Treatment of a pulmonary artery aneurysm or pseudoaneurysm is either surgical/endovascular or medical. Endovascular techniques are preferred as first-line therapy due to significantly less morbidity and mortality. Surgical techniques include aneursymorrhapy, lobectomy, bilobectomy, aneursymectomy, and pneumonectomy [13,14].

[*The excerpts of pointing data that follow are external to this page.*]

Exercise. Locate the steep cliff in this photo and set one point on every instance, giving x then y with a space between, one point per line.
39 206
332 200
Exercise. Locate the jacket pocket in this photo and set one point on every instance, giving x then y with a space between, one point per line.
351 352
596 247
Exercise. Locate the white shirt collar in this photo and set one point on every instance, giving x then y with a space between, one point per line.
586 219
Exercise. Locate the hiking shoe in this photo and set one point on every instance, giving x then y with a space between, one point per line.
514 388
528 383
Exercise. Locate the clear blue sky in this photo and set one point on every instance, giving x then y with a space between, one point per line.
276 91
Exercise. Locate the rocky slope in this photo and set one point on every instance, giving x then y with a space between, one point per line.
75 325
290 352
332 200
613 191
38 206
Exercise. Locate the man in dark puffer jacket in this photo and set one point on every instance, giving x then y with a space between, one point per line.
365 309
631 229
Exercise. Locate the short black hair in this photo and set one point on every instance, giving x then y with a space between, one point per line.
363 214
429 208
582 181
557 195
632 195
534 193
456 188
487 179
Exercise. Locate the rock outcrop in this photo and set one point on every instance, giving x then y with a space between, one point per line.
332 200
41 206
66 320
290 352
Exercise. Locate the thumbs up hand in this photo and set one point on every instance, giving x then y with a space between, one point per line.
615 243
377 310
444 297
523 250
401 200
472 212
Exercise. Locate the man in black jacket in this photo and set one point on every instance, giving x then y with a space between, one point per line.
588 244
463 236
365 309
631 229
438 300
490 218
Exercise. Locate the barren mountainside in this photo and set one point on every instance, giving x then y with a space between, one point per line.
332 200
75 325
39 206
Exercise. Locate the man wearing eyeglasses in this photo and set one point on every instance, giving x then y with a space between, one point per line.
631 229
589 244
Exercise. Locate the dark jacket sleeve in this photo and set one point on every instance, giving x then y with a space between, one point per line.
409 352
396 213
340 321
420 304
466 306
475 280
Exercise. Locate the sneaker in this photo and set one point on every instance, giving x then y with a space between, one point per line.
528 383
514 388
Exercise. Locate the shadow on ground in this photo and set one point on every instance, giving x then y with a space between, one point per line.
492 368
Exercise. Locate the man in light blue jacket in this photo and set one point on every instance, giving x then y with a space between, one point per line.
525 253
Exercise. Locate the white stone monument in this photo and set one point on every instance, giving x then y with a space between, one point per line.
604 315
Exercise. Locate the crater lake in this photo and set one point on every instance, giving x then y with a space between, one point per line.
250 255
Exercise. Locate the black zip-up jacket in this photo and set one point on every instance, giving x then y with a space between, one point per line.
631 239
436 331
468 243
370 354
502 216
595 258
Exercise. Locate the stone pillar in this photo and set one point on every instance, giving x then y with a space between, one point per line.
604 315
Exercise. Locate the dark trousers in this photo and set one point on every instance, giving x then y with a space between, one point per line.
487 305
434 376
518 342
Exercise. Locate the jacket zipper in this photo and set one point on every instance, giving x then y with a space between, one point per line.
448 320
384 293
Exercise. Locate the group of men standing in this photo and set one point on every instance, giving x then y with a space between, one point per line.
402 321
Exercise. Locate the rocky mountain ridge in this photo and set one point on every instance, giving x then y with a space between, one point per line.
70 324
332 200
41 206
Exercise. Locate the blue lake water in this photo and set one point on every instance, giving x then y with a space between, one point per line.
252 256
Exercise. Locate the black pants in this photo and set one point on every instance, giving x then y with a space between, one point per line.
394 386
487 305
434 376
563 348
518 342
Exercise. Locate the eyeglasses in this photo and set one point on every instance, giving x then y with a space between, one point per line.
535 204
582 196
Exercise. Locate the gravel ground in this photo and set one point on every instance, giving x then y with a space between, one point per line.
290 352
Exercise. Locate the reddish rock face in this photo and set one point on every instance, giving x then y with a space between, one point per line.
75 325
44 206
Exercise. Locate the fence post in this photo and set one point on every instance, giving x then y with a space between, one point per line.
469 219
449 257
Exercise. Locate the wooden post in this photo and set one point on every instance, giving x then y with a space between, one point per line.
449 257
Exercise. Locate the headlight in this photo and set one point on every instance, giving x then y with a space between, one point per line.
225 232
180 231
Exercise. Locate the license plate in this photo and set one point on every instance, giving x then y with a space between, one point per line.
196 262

Surgical repair is recommended in large aneurysms (>6 cm) if the patient is asymptomatic or regardless of size if the patient is symptomatic due to high risk of rupture or dissection. Conservative treatment, targeting the underlying condition, is recommended for asymptomatic patients with aneurysms less than 6 cm [15]. Several case reports have shown good outcome and regression in patients with mycotic aneurysms upon treatment of the underlying cause [1,16]. Gesuete et al. reported a case of an 8-year-old girl with an RA measuring 5.5 cm treated conservatively. The patient had severe pulmonary hypertension which precluded surgery. The patient's aneurysm decreased in size after 1 month of anti-Koch's treatment, with no further episodes of hemoptysis [1]. Gibb et al. also reported a case of a 14-year-old boy with Lemierre's syndrome, thrombophlebitis of the internal jugular vein due to pharyngitis or tonsillitis with or without peritonsillar or retropharyngeal abscess, who developed 5 large mycotic pulmonary artery pseudoaneurysms. Surgical or endovascular treatment was precluded due to the patient only having moderate hemoptysis, concurrent anticoagulant use, and the fact that multiple pseudoaneurysms were present. Antibiotic therapy in conjunction with discontinuation of anticoagulation medication and regular monitoring were done instead. The authors reported slow and spontaneous regression of the aneurysms after resolution of the causative bacterial infection [16].

Conclusion

RA is a rare cause of hemoptysis, especially in children. In the Philippines, where PTB is endemic, it should never be forgotten when a patient presents with massive hemoptysis. Diagnosis can be promptly obtained with MDCT angiography, which is also useful in treatment planning. Treatment depends on factors such as size, location, and symptoms. Conservative methods, aimed at treating the underlying cause, are used for asymptomatic patients with aneurysms less than 6 cm in size. Symptomatic patients and/or aneurysms greater than 6 cm are preferably treated surgically or endovascularly. In this patient, multiple factors (mostly PTB, but also Ventricular Septal Defect and pulmonic stenosis) contributed to the formation of the giant aneurysm. It is important to be vigilant when a patient with congenital heart disease becomes infected with PTB.

Patient consent

Complete written informed consent was obtained for the publication of this case report and accompanying images.